Summertime. That time of year to hunt around in the garage or garden shed, in order to retrieve the rusty old hunk of metal that masquerades as a barbecue
You then realise that the charcoal you had left over from last year has got damp and the lighting fluid has mysteriously evaporated, leaving an irritatingly mocking empty plastic bottle saying "Instant barbecue Success".
In time honoured tradition, we British usually huddle around in the smoke under our brollies, as a motley bunch of sausages and spare ribs quietly steam on the grill. As you sit down to tuck into the dubious looking array of articles on your plate, the host politely enquiries " Is it cooked as you like it?" Equally politely you nod your assent while secretly scraping away at the charred chops and incinerated sausages. But, just sometimes you're lucky. And when a barbecue works properly, there's nothing quite like it for a Summer's lunch or supper on the terrace.
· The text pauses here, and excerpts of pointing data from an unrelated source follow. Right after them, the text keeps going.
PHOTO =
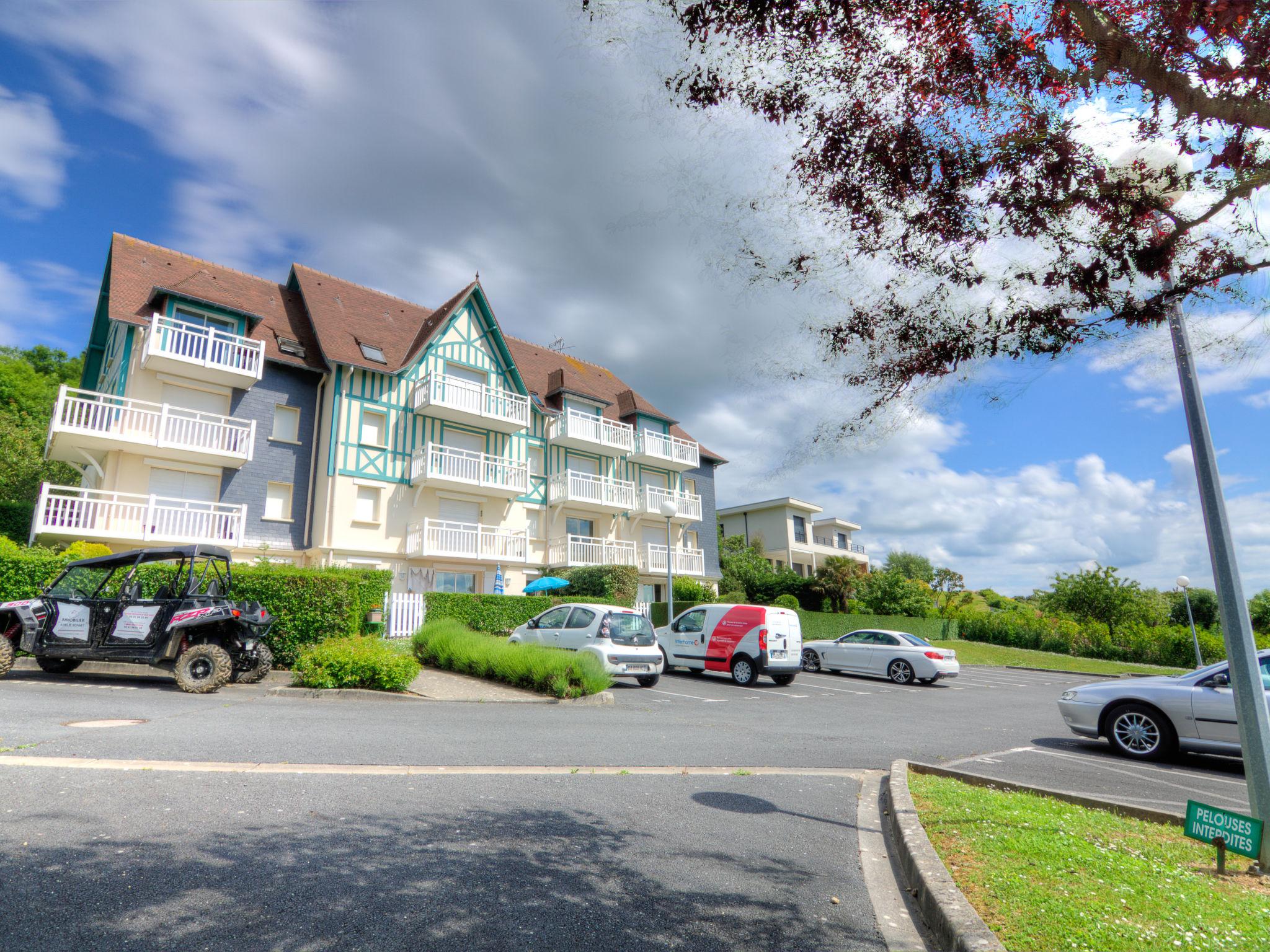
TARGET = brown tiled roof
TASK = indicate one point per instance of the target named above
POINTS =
(139, 267)
(541, 367)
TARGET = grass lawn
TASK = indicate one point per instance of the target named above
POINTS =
(1048, 875)
(982, 653)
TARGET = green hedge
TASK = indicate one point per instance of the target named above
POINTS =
(454, 646)
(355, 663)
(497, 615)
(614, 584)
(310, 604)
(1168, 645)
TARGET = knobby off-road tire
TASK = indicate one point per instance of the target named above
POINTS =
(59, 666)
(203, 668)
(263, 666)
(7, 654)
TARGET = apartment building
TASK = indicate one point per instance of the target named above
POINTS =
(794, 534)
(318, 421)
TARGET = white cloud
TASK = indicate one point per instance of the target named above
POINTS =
(32, 151)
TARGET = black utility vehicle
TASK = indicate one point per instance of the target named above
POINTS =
(167, 607)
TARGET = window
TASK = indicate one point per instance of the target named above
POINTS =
(580, 619)
(375, 427)
(456, 582)
(373, 353)
(367, 505)
(554, 619)
(277, 501)
(286, 423)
Besides the food, the most important thing is the equipment. For me, you can't beat a good kettle barbecue with a lid, such as a Weber. There is nothing more effective in putting out the flames of your burning sausages than putting a lid on it - apart from calling the fire brigade. A good grill, some foil trays and stainless steel cooking implements are other essentials on my list. Meat, fish and poultry all cook wonderfully and gently in a kettle barbecue, having that delicious smoky flavour.
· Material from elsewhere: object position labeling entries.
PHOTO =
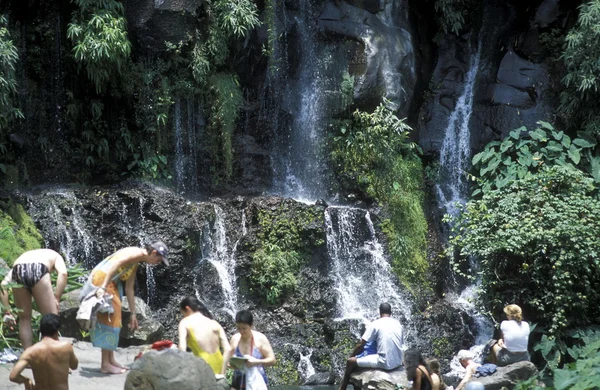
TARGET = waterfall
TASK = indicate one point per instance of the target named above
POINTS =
(362, 276)
(455, 155)
(215, 251)
(301, 168)
(305, 367)
(186, 145)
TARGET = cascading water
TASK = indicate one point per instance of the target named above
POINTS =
(362, 276)
(301, 169)
(455, 154)
(186, 145)
(215, 250)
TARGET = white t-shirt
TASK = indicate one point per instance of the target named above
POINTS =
(387, 331)
(515, 336)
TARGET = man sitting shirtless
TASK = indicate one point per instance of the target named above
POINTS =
(32, 271)
(50, 359)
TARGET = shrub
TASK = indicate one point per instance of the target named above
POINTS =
(373, 152)
(537, 241)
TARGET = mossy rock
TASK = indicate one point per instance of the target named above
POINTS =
(18, 233)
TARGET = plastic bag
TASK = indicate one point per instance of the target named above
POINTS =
(254, 379)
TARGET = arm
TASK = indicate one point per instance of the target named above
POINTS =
(61, 278)
(182, 336)
(467, 377)
(73, 362)
(226, 349)
(4, 292)
(130, 292)
(15, 374)
(267, 352)
(358, 348)
(418, 379)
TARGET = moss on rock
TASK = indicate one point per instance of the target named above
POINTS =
(18, 233)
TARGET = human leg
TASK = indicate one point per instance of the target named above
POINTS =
(106, 367)
(350, 366)
(23, 303)
(44, 296)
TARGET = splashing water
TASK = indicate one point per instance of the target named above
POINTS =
(362, 276)
(455, 155)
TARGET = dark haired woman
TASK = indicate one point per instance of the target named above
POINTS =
(417, 371)
(203, 335)
(254, 346)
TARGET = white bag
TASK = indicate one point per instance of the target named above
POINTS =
(254, 380)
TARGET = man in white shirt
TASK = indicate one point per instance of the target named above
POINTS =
(387, 332)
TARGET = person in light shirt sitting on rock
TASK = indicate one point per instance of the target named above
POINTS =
(388, 334)
(512, 347)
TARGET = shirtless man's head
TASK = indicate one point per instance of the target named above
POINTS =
(50, 359)
(31, 271)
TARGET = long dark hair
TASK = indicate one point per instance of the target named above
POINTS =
(412, 360)
(196, 305)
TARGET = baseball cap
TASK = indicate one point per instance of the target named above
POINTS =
(162, 250)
So once you've cooked your barbecue, what wine are you going to drink with it? To some extent ‘anything goes' although it is worth noting a few points that may produce a more enjoyable eating and drinking experience. It is the nature of barbecues that most of the flavours are big and definite, rather than mild and subtle. The wines chosen thus need to have big enough flavours and sufficient body to not be over -powered by the food.
One of my favourite Summer lunches is barbecued fresh sardines. Grilled whole in a foil tray over very hot charcoal, they are cooked in minutes, but have plenty of flavour. A good dry rose from Provence is a perfect accompaniment, or from Corsica if you can find one. A Riesling from Alsace, or a Pecorino from Italy are great matches for these little tasty fish, as also is an unoaked Chardonnay from Australia or the south of France. If you prefer to choose a Sauvignon Blanc, go for a less fruity example, thus probably from Europe rather than New Zealand or other parts of the New World.
Last Sunday, the sun was almost shining, so the barbecue was up and running. The lamb fillet marinated in olive oil, garlic and fresh oregano from the garden, was cooked pink. A great wine with this is Pinot Noir from New Zealand, or a light red Chinon from the Loire in France. Both these reds are lighter in tannins, so complement the lighter flavours of the lamb and are not too heavy for a warm Summer's day.